Whilst on a walk around the Old Man of Coniston, Dow Crag and Walna Scar I had my FT1XD turned on with APRS enabled on the 2nd VFO 144.800. Most of the time it was using a Nagoya 771 whip, but whilst activating for SOTA G/LD-013 I connected it to a Spectrum Communications Slim-J mounted about 5 metres up on a SOTABeams Tactical Mast.
In total I have 60 entries in the APRS log on the handheld for yesterday. There doesn’t appear to be a way to download these (at least not according to a search of the SD-CARD or asking ChatGPT!)
I’m surprised because there are some distant stations logged. For example:
There was definitely a lift on 2m, but these distances seem impossible.
Maybe someone would be kind enough to educate me, if some of these are digipeated, how I would determine direct contacts?
The only way to know for sure is to examine the raw packet headers, but I don’t expect that your radio stores those.
However, looking at the beacon headers from those three stations on the APRS-IS:
2025-01-18 13:00:43 GMT: DB0SPB>APOT21,DB0PIB,WIDE1,DB0LOS,DB0TA,DB0ET,WIDE3*
2025-01-18 12:54:18 GMT: DF7IKM>TYQVR0,WIDE1-1,WIDE2-1,
2025-01-18 14:58:37 GMT: EI3JE-9>APAT51,EI2MGP-2*,WIDE2-1
they are all using multiple layers of digipeating, so you may have been hearing them third, fourth or even fifth-hand.
But I see that EI2MGP-2 digipeater is located 694m up a mountain, so it’s possible that you could have been picking up a relayed packet direct from there?
Is it a case of locating one of the contacts in my list that also has me?
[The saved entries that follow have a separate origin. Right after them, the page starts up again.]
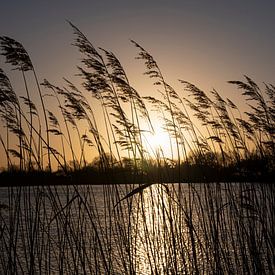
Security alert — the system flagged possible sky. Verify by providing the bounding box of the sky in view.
[0,0,275,168]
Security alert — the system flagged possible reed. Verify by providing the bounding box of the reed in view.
[0,22,275,274]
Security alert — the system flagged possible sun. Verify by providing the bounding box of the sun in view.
[143,125,171,157]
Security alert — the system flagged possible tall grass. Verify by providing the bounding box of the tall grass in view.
[0,23,275,274]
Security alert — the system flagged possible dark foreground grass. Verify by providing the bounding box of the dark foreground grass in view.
[0,24,275,274]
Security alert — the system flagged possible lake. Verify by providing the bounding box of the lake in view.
[0,183,275,274]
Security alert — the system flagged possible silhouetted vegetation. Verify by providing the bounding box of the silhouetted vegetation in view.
[0,23,275,274]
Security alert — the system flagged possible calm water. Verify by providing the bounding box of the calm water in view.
[0,183,275,274]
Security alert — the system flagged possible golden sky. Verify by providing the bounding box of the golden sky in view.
[0,0,275,169]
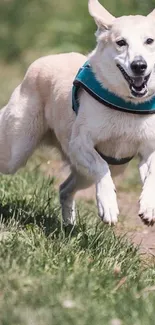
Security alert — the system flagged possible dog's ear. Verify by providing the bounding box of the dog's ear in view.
[88,0,115,31]
[147,9,155,18]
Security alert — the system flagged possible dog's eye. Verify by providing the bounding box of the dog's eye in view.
[116,39,127,47]
[145,38,154,45]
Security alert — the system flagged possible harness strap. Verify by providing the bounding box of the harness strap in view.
[72,62,155,114]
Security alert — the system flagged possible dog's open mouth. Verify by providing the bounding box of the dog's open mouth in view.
[117,64,150,97]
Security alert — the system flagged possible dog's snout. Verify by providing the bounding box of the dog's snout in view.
[131,57,147,76]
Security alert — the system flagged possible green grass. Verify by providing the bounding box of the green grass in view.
[0,166,155,325]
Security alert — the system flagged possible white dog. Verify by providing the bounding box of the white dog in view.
[0,0,155,225]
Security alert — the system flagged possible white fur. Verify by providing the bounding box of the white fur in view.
[0,0,155,225]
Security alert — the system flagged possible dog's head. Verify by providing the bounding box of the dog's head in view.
[89,0,155,102]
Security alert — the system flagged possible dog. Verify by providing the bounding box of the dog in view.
[0,0,155,225]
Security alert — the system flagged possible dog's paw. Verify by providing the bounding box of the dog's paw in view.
[96,180,119,225]
[139,190,155,226]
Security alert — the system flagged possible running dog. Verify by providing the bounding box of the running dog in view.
[0,0,155,225]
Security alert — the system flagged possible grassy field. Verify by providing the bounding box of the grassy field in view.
[0,0,155,325]
[0,162,155,325]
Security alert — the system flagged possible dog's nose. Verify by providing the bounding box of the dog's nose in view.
[131,57,147,76]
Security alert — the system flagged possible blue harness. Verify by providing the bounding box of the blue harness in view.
[72,61,155,165]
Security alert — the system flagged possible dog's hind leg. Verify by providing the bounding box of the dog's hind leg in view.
[59,172,92,225]
[0,72,46,174]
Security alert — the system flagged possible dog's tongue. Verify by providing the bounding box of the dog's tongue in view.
[134,77,144,87]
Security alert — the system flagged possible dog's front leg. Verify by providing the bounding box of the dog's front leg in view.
[139,152,155,226]
[69,131,119,225]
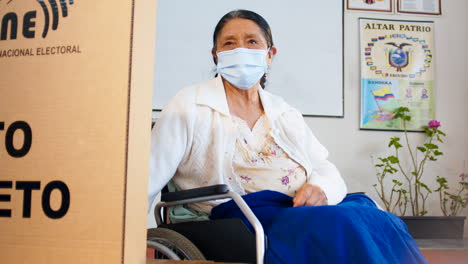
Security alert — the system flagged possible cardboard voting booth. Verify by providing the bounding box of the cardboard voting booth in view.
[0,0,156,264]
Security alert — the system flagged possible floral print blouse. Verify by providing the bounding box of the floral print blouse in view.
[232,115,306,196]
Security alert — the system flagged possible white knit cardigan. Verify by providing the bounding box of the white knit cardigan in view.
[148,77,347,213]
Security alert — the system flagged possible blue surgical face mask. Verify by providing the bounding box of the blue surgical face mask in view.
[216,48,268,89]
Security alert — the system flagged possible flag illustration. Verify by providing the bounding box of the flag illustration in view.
[371,86,395,101]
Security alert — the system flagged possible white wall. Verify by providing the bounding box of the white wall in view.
[148,0,468,233]
[306,0,468,235]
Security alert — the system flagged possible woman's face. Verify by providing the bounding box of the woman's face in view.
[212,18,276,65]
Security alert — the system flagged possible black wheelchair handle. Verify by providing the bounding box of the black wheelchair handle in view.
[161,184,229,202]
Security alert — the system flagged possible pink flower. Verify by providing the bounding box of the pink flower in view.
[281,176,289,185]
[459,173,468,181]
[427,120,440,128]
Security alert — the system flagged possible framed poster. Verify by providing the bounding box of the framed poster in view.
[360,18,434,131]
[346,0,393,12]
[397,0,442,15]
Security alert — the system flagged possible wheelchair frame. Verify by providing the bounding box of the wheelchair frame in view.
[154,184,265,264]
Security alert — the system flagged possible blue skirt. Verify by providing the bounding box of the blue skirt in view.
[210,191,427,264]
I guess my other question is why am I getting pings from stations that aren’t directly connected? It doesn’t seem to make any sense to me. Maybe I need to review an APRS tutorial
Just to add, as a potential source of confusion, that I was using both the FT1XD and a LoRA tracker, and both had the APRS callsign set to M0NOM-7. I’ve just changed the FT1XD to M0NOM-8 so that next time I’m out presumabl they will show up as different trackables?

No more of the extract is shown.